Six of seven Trustees attended the rescheduled meeting; the absent Trustee, the member who did not want to change the original date of the meeting, indicated that he was too ill to attend. At the March meeting, the absent member expressed the view that the February meeting “was improper” and that all actions taken at that meeting were invalid and needed to be “revoted.”

The question is whether a “special meeting” must be held “just to vote on the date of a regular meeting.” In my view, there is no such requirement.

First, it is common practice for public bodies to schedule meetings through communication and methods carried out outside of meetings themselves.

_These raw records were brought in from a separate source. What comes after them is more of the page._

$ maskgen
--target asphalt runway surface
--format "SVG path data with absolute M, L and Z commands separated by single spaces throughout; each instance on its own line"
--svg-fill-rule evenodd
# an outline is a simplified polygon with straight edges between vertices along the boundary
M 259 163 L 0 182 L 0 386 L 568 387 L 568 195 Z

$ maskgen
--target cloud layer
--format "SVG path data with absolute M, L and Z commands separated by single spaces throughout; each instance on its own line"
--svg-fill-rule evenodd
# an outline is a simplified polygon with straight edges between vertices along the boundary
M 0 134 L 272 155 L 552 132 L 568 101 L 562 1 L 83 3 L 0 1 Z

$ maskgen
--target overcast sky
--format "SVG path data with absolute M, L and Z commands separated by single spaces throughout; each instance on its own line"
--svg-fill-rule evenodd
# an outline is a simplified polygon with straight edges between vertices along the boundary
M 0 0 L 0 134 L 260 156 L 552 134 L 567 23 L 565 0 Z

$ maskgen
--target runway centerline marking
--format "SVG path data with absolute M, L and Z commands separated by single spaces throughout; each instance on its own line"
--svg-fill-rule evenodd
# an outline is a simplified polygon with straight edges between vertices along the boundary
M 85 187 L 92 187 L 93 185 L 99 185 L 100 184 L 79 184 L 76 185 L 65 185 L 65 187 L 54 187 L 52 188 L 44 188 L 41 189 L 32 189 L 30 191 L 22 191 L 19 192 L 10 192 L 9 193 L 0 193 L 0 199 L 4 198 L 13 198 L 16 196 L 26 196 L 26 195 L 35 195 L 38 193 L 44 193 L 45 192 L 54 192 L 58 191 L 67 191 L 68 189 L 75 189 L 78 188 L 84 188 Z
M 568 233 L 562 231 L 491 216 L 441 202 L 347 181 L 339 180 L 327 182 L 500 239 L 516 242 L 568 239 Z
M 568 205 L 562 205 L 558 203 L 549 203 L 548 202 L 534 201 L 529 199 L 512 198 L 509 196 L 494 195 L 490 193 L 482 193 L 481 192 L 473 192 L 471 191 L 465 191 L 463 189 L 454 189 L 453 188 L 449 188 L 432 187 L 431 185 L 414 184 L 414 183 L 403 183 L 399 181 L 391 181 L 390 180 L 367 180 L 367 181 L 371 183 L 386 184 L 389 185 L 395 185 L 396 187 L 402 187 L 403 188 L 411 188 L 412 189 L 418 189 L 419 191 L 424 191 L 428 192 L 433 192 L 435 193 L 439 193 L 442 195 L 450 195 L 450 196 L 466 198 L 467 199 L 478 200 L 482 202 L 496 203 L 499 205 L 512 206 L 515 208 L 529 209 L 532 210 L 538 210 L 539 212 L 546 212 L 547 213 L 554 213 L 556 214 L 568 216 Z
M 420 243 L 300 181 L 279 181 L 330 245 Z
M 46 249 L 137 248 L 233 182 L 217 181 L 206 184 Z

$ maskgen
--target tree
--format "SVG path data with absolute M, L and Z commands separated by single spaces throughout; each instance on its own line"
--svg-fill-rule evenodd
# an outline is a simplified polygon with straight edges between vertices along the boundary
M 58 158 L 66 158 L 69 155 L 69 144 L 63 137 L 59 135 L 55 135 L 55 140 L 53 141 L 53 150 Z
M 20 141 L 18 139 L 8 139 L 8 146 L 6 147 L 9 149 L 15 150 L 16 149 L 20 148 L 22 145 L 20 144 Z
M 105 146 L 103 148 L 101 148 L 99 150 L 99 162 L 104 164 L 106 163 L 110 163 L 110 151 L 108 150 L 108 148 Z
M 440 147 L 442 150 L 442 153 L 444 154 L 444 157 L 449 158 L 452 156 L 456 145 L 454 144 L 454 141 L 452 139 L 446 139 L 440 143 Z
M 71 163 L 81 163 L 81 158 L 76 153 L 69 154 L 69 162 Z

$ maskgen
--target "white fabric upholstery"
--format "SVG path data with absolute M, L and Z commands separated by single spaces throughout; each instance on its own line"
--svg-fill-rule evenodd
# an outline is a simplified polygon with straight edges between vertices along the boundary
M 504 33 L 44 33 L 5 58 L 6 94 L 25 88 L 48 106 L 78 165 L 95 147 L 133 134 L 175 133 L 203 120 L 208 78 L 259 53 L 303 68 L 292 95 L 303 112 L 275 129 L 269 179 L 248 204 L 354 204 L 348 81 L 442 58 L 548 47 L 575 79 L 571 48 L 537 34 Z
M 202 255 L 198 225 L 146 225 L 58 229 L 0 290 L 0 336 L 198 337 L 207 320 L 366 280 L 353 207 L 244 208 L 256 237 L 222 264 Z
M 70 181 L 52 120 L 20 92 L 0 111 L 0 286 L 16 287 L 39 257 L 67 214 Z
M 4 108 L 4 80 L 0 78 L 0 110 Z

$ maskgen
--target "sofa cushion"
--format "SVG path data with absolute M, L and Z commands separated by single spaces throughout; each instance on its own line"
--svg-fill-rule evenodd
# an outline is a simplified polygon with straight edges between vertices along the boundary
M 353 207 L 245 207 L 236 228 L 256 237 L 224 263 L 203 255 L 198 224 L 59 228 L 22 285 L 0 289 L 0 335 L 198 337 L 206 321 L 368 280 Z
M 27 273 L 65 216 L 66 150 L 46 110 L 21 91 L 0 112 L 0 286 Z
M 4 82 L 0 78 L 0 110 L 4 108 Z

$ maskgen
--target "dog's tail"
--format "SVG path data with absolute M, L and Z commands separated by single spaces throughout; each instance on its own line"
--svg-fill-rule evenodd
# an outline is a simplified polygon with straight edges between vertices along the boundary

The Committee on Open Government is a public body, and often the only manner in which it can be ascertained whether a quorum of the Committee can attend an upcoming meeting involves contacting members via email, or formerly phone, to learn of the dates on which members would have the ability to attend. Without that capacity, the Committee and numerous other public bodies would be unable ever to schedule meetings with the certainty or even the likelihood that a quorum can be present.

Second, a “meeting”, according to the Open Meetings Law, section 102(1), is a gathering of a quorum of a public body “for the purpose of conducting public business.” In my view, an effort such as that which you described would not have involved an activity that could be characterized as “conducting public business.” The communications did not involve or reflect the business or substantive duties of the board, but rather a purely administrative function that is typically carried out by staff.

And third, it appears that notice of the meeting was given pursuant to section 104 of the Open Meetings Law and that the meeting was held open to the public. If that so, I do not believe that there would be a basis for invalidation of action taken at the meeting in question. Further, as a general matter, action taken by a public body remains valid, unless and until a court renders a contrary determination.

I hope that the foregoing serves to offer clarification and that I have been of assistance.